Another 250 or so other types are naturalised or adventitious (Whistler 1988b). Farnflora is thought to be 230 different with a much lower endemicity. Christensen (1943), who himself never gathered anything in Samoa, published the only major book on the herds. Until recently the most voluminous work on flowers was done by Christophersen, who gathered in Samoa in 1929 and 1931, but his work (Christophersen 1935, 1938) is not a real flower, since there are no other taxonomical keys, description and quotations than those of his own collection.

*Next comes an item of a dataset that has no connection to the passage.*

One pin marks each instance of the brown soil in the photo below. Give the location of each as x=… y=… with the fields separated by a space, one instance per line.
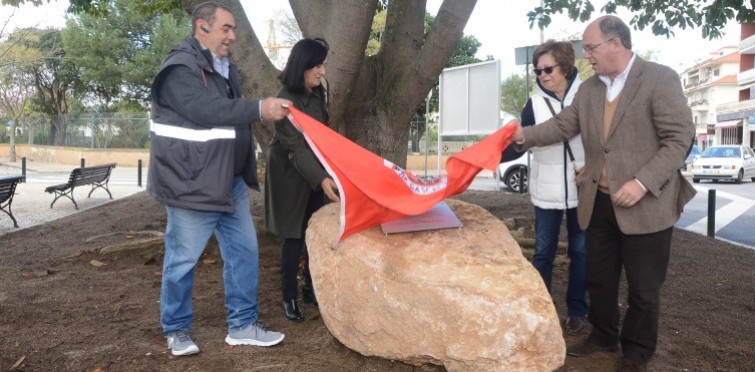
x=61 y=310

Part of the information on wildlife has been supplemented by newer books and reviews of Pacific species and family. Recently the three major genres, Psychotria, Syzygium and Cyrtandra, were reworked for Samoa (Whistler 1986; Whistler 1998a; Gillett 1973). In Samoa many other genres and family have also been reworked, among them Araliaceae (Smith & Stone 1968), Ascarina (Smith 1976), Clusiaceae (Smith & Darwin 1974), Cunoniaceae (Smith 1952c; Bernardi 1964; Hoogland 1979), Diospyros (Smith 1971b), Elaeocarpus (Smith 1953), Geniostoma (Smith & Stone 1962);

Con 1980), Makropiper (Smith 1975), Meliaceae (Smith 1952b), Metrosideros (Smith 1973b), Myrsinaceae (Smith 1973a), Orchidaceae (Cribb & Whistler 1996), Rutaceae (Smith 1952a) et Terminalia (Smith 1971a). Many of these reviews, however, are obsolete due to recent collection, and since they are widely dispersed in the literary world, most are relatively unavailable, with the exception of those contained in Smith's Fiji Fauna (1979-1996).

American Samoa's indigenous autochthonous vegetation, from Whistler 1980, 1992b, 1994, 1998 and the present work, is now valued at about 343 blooming plants, 135 fern and 9 heronies. They are included in Annex A of the Whistler 1998 Review, with the exception of some supplements since then.

Orchidaceae (65 indigenous species), Rubiaceae (19), Fabaceae (18), Cyperaceae (17), Poaceae (15), Euphorbiaceae (12) and Urticaceae (10) are the biggest blooming family of plants. In Samoa, as already mentioned, the incidence of endemicity is about 30%, but endemicity to American Samoa is only about 1%, i.e. only about 1% (seven or eight species) of the American Samoa plants are indigenous to the territory (see Table 1).

A further 200 types of plants (all angiosperms) were imported into American Samoa and naturalised. A number of them were "deliberate introductions" imported for a specific use ( "food plants" such as breadfruits and taro), while others were "unintentional introductions" accidentally pasted into the clothes or cattle of Polynesians travelers (and have now become "weeds").